Fraunhofer Institute for Nondestructive Testing IZFP 
Nondestructive inspection of presshardened body parts using 3MA
Reinforcement elements of the body are made of high-strength steels. This allows to minimize the vehicle weight and with it the fuel consumption while ensuring a maximum of crash-safety of the passenger cabin. To manufacture these components, producers and suppliers in the automotive industry increasingly rely on the so-called press-hardening, as it is particularly resource-friendly and cost-effective.
In this process, the plates to be formed are heated in a continuous furnace to approximately 950 °C. By a transfer tool (e. g. a robot) the then glowing red sheets are placed in a press, in which a special, water-cooled tool is installed. While the press is closing, the material is transformed by the tool. Simultaneously, within a few seconds, the plate is deprived of its heat. The rapid cooling results in a martensitic microstructure in the steel, which ensures high strength and hardness of the material.
To assess the manufacturing quality, the components are randomly tested with regard to their mechanical and technological characteristics. To evaluate the production quality hardness (HV10), tensile strength (Rm), yield strength (Rp0.2), breaking strain (A50) and uniform strain (AG) of the samples are determined. These destructive tests are time-consuming and expensive.
The 3MA (Micromagnetic Multiparameter Microstructure and Stress Analysis) inspection technique as a faster and cost-efficient nondestructive inspection technology allows to simultaneously determinate various relevant quality features of the materials, e. g. hardness or the variables of the tensile test. It is fully automated and can also be integrated into the production process.
The use of 3MA requires a previous calibration. Based on a multiple regression analysis approximating functions are determined that relate the targeted quality features to the 3MA measures.

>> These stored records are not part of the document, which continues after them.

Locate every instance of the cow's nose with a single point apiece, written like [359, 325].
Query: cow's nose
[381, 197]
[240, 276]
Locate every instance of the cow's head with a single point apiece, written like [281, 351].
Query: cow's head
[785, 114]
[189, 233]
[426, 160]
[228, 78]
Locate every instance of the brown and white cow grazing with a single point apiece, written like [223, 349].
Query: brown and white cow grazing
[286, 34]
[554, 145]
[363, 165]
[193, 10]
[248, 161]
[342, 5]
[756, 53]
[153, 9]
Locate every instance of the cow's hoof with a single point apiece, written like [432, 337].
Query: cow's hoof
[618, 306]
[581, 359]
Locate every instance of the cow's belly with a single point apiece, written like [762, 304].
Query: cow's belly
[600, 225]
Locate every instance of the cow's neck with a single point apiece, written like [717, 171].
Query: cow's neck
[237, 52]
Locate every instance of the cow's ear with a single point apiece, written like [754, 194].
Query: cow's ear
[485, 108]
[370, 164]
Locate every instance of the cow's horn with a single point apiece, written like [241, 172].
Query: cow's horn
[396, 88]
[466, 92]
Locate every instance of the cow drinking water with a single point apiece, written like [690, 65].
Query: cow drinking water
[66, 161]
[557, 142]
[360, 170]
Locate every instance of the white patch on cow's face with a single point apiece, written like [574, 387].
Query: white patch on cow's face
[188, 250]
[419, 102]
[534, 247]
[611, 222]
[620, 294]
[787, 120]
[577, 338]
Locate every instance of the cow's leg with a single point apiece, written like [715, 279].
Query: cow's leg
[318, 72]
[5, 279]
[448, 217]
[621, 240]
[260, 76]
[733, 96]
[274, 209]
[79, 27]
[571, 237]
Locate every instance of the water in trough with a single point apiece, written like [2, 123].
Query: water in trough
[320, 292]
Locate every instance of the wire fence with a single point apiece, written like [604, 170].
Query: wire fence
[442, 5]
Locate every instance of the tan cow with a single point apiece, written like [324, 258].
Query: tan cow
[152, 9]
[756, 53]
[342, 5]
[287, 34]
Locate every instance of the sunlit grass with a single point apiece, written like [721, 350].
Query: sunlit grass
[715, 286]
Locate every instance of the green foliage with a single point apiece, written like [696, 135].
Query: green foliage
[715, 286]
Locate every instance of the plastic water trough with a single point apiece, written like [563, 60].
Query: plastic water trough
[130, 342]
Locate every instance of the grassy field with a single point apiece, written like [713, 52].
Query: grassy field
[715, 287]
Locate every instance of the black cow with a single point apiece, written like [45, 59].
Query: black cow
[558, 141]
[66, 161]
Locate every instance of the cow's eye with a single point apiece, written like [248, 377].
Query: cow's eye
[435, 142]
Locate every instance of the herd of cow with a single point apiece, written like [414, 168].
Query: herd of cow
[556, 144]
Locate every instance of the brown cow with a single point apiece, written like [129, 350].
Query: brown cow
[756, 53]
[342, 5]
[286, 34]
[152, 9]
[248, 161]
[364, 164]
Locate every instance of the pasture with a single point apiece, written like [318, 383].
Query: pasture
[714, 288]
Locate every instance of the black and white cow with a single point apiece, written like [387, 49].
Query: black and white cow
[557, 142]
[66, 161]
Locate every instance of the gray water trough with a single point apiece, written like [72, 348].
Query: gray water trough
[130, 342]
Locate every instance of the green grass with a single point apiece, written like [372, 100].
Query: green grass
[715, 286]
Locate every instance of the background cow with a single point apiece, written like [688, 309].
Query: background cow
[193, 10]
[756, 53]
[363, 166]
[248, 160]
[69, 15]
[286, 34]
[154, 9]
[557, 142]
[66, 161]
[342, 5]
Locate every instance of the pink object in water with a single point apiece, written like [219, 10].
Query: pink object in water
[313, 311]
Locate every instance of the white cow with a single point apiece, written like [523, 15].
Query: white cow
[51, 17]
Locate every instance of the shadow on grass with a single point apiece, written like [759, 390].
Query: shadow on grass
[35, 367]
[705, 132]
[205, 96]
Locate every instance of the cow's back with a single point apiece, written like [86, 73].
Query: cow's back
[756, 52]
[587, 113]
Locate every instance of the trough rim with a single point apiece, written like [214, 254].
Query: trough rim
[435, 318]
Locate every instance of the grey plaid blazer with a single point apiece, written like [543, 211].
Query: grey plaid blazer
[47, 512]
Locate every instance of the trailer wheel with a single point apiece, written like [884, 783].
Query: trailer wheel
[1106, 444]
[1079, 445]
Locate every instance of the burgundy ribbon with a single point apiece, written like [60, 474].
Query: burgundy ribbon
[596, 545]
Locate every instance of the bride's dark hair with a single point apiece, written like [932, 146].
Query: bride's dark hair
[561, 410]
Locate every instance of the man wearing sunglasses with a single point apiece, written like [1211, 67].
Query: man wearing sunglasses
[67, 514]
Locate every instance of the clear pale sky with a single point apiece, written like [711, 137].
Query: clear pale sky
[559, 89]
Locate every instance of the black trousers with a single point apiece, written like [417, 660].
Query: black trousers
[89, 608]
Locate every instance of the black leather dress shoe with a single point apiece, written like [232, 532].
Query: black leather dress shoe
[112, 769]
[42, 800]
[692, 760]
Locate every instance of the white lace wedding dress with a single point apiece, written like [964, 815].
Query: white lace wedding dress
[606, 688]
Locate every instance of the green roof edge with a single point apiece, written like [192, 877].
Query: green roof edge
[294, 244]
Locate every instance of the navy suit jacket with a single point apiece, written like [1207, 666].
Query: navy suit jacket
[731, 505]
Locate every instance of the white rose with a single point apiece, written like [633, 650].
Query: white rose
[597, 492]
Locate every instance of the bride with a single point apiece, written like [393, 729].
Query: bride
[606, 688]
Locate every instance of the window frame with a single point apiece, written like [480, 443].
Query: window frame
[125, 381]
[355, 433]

To perform the calibration components were taken from the production line and, in addition, special procedure samples were prepared. In this way a set of calibration samples was created which covers the entire range of targeted variables but also the expected variation range of various disturbances (e. g. temperature, thickness, material batch). After calibration the 3MA inspection technique was validated for this special application.